I don’t like horror stories containing graphic violence, but around Halloween, I like to read a gothic novel. How are they different than the average scary book? To my mind, gothic novels rely heavily on setting, often an old abbey or monastery, an old house or a ruin of some kind. Also, there is usually a naïve young woman or girl in peril. They are scary and suspenseful, but it tends to be a subtle terror. They are more mysteriously atmospheric than chainsaw massacre as the violence is often psychological or supernatural in nature. Traditionally, the young woman is saved by a romantic hero. But, more modern novels with gothic overtones have the women save themselves. A welcome change! Here are some of my favorites: both old and new!
Of course, you must read Du Maurier’s Rebecca in the autumn as the dusk falls earlier. This title always reminds me of Jane Eyre, another classic in this genre. On a more modern note, try Sarah Waters’ The Little Stranger. Set in a spooky house with a supernatural flavor, it also features a handsome doctor with quite a twist at the end.

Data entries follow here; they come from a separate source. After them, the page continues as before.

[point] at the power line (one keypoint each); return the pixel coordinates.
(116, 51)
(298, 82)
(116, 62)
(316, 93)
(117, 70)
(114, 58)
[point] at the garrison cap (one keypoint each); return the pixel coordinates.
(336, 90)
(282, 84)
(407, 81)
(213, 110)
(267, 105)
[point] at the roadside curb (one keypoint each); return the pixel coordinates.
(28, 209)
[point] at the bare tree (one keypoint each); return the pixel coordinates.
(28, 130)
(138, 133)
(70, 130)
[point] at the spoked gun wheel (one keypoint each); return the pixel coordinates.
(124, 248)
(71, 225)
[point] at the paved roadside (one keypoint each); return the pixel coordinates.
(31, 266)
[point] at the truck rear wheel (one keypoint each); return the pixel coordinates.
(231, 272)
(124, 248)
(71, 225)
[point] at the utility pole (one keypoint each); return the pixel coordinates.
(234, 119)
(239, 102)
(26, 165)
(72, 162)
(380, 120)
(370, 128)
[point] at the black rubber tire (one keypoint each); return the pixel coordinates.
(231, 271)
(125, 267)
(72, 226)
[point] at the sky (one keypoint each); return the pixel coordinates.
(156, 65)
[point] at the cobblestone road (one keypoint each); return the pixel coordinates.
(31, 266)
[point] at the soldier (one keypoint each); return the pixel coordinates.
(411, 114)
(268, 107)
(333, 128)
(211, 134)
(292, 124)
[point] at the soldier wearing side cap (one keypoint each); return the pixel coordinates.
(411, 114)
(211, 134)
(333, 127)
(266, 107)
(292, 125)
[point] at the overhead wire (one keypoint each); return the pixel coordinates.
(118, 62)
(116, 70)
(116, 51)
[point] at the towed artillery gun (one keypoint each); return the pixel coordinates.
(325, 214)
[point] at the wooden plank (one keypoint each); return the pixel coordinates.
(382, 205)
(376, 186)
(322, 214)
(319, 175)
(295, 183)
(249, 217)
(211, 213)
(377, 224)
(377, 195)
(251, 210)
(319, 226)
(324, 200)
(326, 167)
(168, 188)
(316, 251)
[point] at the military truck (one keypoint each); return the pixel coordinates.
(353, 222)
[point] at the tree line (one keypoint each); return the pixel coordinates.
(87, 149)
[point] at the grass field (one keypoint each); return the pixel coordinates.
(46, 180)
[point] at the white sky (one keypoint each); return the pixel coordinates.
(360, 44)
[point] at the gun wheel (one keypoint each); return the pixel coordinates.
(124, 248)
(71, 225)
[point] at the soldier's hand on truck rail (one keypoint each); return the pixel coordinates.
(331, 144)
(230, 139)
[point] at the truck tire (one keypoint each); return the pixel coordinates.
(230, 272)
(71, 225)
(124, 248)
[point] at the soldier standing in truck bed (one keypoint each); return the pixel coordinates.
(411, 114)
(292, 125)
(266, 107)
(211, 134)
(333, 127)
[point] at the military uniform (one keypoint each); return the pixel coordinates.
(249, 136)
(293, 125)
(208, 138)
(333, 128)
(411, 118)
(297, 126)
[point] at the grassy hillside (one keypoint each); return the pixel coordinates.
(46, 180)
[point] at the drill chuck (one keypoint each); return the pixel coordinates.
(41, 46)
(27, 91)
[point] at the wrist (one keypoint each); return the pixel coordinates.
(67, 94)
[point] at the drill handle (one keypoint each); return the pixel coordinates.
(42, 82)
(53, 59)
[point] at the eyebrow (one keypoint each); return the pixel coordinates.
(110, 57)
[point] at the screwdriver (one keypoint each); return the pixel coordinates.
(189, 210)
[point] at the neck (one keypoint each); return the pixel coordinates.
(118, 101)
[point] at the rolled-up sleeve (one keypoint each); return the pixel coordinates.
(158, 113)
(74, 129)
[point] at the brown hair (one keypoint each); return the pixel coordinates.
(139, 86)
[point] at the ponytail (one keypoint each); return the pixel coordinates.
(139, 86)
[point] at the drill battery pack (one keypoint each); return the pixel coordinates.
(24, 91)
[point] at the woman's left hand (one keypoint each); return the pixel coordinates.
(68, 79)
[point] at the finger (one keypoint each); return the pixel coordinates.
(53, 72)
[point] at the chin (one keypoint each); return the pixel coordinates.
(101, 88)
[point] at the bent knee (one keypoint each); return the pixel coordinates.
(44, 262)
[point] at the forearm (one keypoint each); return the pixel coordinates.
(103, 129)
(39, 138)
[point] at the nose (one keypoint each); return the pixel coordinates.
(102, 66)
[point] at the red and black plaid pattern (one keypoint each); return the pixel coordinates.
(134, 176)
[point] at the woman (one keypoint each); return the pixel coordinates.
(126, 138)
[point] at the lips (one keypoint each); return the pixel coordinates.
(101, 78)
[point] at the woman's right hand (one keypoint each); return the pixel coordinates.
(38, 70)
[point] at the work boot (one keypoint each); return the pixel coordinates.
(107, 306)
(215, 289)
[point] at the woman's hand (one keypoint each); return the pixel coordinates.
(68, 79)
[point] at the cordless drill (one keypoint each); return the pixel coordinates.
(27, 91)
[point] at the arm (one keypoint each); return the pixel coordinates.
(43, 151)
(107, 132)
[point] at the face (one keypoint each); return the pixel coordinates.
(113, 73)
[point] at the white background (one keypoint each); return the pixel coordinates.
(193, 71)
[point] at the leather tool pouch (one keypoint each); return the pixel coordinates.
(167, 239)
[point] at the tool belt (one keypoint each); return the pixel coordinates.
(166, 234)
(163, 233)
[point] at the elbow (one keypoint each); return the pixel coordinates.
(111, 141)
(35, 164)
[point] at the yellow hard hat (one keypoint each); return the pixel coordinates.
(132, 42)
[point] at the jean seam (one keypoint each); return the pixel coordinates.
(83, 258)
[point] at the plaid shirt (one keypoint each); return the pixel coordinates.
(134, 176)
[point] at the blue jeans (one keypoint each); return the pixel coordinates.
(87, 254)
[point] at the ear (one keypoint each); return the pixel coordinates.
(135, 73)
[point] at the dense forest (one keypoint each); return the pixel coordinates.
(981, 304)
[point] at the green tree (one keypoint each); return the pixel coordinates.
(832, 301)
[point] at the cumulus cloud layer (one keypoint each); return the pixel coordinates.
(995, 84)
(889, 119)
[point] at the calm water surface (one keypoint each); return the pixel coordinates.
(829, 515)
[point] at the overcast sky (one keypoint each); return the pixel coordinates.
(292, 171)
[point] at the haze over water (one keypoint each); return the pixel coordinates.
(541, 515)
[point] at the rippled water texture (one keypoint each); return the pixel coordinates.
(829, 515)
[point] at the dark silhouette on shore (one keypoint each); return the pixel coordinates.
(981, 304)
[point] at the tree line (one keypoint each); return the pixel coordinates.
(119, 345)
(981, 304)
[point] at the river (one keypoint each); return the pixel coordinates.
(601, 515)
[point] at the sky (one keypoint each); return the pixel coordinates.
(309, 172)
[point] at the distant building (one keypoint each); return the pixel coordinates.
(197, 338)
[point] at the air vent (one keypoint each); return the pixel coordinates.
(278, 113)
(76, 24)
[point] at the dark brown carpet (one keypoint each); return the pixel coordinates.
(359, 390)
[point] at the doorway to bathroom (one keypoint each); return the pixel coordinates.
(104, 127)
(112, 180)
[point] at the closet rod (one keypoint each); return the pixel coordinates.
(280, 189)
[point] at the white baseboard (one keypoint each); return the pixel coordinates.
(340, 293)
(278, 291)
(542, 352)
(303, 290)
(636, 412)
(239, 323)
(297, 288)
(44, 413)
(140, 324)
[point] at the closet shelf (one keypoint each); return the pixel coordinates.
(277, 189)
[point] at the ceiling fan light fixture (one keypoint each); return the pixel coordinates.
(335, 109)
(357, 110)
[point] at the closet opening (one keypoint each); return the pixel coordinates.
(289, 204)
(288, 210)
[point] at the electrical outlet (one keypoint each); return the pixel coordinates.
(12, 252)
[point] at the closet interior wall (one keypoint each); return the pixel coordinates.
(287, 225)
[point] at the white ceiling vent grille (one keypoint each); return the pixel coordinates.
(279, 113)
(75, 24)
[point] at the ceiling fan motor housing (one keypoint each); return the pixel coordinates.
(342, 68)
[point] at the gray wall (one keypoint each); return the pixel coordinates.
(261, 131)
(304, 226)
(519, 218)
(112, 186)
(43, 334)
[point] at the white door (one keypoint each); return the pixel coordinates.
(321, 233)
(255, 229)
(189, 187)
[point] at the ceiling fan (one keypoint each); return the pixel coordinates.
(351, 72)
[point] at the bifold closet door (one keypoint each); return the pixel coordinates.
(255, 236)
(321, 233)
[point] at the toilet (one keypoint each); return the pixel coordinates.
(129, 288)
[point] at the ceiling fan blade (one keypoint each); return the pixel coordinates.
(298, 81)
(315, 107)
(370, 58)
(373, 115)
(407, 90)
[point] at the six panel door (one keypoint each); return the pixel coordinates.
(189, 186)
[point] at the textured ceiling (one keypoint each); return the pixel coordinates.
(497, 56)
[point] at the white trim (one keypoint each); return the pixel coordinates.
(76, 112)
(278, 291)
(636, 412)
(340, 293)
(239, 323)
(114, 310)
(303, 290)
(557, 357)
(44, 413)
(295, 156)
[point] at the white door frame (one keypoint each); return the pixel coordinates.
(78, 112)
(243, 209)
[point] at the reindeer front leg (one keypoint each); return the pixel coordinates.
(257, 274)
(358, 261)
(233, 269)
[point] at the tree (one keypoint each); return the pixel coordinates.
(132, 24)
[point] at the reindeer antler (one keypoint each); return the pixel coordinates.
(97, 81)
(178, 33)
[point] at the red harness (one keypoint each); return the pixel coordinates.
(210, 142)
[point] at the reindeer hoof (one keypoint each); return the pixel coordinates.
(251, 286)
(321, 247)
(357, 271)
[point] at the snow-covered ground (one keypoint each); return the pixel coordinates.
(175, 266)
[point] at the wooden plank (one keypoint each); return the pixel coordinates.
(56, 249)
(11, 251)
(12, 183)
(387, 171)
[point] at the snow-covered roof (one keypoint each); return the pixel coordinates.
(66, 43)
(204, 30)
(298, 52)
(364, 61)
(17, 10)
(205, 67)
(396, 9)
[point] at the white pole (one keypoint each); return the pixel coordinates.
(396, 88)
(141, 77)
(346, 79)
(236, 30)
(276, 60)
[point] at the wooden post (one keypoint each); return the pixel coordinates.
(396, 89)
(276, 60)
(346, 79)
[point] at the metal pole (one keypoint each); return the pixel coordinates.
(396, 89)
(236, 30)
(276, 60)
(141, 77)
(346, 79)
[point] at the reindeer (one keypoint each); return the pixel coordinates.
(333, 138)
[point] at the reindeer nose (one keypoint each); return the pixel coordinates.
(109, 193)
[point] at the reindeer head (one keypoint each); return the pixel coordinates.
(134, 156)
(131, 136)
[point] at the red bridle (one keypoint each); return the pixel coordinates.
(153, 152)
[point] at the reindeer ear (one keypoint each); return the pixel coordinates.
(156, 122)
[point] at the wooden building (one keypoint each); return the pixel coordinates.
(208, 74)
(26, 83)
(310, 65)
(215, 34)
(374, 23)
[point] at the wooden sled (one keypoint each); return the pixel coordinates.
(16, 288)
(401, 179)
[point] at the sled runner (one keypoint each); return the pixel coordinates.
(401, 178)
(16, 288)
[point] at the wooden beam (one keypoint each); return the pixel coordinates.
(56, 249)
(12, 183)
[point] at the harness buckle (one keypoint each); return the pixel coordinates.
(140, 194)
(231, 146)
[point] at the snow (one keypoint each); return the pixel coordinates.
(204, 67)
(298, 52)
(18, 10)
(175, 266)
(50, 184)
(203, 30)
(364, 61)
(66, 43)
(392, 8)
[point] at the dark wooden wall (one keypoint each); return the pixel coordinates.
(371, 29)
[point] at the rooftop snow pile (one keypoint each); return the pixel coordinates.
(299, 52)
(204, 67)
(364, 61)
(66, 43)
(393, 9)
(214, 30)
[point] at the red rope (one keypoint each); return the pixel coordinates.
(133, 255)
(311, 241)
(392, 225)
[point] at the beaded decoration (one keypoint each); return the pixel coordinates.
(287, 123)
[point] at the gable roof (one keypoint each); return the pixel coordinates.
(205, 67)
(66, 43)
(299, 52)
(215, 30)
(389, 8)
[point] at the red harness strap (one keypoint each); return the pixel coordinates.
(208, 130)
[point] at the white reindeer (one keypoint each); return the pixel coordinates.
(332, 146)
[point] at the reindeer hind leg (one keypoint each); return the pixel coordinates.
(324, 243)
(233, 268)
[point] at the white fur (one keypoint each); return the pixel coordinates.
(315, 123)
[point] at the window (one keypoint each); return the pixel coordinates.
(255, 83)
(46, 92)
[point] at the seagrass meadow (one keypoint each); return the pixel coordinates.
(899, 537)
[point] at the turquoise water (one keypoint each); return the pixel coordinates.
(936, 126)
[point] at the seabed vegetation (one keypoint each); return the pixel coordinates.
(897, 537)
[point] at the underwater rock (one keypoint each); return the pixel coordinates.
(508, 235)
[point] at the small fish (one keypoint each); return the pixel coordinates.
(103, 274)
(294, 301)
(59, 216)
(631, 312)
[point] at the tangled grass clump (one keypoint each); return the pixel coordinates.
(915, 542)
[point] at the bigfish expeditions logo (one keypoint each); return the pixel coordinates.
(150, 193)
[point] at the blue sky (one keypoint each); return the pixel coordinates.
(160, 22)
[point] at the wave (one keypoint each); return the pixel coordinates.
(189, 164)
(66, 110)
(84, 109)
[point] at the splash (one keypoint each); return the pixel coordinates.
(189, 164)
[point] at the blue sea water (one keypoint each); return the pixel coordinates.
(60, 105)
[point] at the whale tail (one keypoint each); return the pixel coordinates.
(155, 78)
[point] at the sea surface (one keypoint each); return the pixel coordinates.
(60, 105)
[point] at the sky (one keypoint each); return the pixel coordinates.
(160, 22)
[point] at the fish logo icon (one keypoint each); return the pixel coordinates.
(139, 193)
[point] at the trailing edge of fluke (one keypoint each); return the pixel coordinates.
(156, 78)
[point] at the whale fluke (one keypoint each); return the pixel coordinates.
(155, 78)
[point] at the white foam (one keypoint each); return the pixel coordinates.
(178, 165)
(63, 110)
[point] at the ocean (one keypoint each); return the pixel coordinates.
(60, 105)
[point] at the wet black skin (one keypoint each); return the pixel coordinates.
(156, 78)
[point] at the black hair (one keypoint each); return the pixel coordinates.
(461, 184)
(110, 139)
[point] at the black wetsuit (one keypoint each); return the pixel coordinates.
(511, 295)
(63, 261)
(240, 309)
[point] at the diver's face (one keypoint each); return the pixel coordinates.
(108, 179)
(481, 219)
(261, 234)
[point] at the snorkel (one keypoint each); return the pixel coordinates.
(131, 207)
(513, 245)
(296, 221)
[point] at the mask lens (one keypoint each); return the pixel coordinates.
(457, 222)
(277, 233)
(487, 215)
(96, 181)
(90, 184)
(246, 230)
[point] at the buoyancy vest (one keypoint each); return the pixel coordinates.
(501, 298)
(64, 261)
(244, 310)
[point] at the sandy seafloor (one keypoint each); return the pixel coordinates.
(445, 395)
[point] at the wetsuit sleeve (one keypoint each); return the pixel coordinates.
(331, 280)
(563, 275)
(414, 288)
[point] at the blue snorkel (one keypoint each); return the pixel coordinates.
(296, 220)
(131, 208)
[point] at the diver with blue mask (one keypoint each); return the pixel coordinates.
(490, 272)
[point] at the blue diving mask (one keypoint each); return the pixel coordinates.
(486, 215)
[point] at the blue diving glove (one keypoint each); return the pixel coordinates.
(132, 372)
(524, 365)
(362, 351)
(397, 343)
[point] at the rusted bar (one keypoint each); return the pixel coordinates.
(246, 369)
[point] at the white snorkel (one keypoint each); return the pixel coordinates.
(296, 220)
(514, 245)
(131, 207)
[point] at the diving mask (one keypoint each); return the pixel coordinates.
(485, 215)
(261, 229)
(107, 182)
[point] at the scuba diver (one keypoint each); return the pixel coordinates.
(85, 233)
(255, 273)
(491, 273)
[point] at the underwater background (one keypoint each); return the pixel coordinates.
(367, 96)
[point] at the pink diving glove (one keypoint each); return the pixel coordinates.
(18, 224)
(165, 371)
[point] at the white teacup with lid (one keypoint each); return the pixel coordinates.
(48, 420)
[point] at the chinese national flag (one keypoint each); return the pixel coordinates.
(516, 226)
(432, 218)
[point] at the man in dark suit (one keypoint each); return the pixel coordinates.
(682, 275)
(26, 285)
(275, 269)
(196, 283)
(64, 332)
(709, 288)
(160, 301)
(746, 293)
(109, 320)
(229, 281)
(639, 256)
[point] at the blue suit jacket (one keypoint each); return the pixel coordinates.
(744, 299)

While not strictly a gothic novel, The Girl on the Train strikes me as very gothic in nature. It involves a young woman who is an unreliable narrator (think Gone Girl) observing people from a train. A particular house is important to the story and evil lurks quite near in the ordinary. Gail Godwin is not an author you would expect to write a gothic novel, but her Flora is definitely in this genre. Set over a summer in a decaying family home high on a mountain, a troubled young girl bonds with her pretty vivacious aunt which leads to dire consequences.
And, finally, for those who like their titles truly chilling, pick up Robert Goolrick’s The Reliable Wife. The story of a rich man so in love with his younger mail-order wife that when he realizes she is slowly poisoning him, he does nothing… Happy Halloween!